図1 コンフリクトの図(X軸は研究、Y軸は臨床)
表1 カウンセリングへの効果
機能分野と機能 VFの可能性
(1)直接的精神間機能分野
[1a.導入促進機能] ◎
[1b. 自己開示促進機能] ◎
[1c. 信頼形成機能] ◎
[1d. 対話発展機能] ◎
(2)精神内機能分野
[2a.共有知識的理解機能] ◎
[2b. 明確化機能] ◎
[2c. 自己理解促進機能] ◎
[2d. カウンセラー気づき機能] ◎
(3)間接的精神館機能分野
[3a.記述記録機能] ○
[3b. 実務説明機能] ○
[3c. 調査査定機能] ○
※ ◎は確実に作用する、○は可能性を表す
考察
表1によりVFのカウンセリングへの導入は、PAC分析と同様多面的な効果があることが明らかになった。

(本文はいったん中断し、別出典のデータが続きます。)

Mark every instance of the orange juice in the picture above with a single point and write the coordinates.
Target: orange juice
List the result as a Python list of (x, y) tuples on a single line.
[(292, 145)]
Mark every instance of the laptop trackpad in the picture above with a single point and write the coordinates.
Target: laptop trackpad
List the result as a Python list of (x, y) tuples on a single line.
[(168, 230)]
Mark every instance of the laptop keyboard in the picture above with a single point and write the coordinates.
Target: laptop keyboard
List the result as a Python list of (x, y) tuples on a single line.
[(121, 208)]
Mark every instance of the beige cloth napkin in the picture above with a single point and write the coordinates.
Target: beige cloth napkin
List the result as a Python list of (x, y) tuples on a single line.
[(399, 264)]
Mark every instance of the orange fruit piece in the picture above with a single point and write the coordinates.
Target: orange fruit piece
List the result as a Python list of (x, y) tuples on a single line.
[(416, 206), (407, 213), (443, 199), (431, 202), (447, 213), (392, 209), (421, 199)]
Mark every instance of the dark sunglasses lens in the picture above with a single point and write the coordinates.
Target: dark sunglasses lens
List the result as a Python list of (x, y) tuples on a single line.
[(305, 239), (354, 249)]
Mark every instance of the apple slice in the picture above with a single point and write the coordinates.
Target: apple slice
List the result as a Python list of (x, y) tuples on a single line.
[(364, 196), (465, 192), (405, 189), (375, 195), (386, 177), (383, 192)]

藤原(2011)は教室や研究会場面におけるファシリテーション・グラフィックの10の機能を以下のように述べている。まず、(1)議論を活性化する(触発機能)として、①思考促進機能、②分類整理機能③構造把握機能、(2)議論への参画を促す(対話機能)として④対立緩衝機能、⑥論点明示機能、⑥視点転換機能、⑦比較検討機能、(3)議論を残しておいて活用する(記録機能)、⑧保持記録機能、⑨再現分析機能、⑩系時俯瞰機能を挙げている。比較すると本報告ではカウンセリング場面での気付き機能の独自な有用性を示した。
文献
藤原友和 2011 教師が変わる!授業が変わる!「ファシリテーション・グラフィック」入門 明治図書
井上孝代(1998) カウンセリングにおけるPAC(個人別態度構造)分析の効果 心理学研究, 69, 295-303.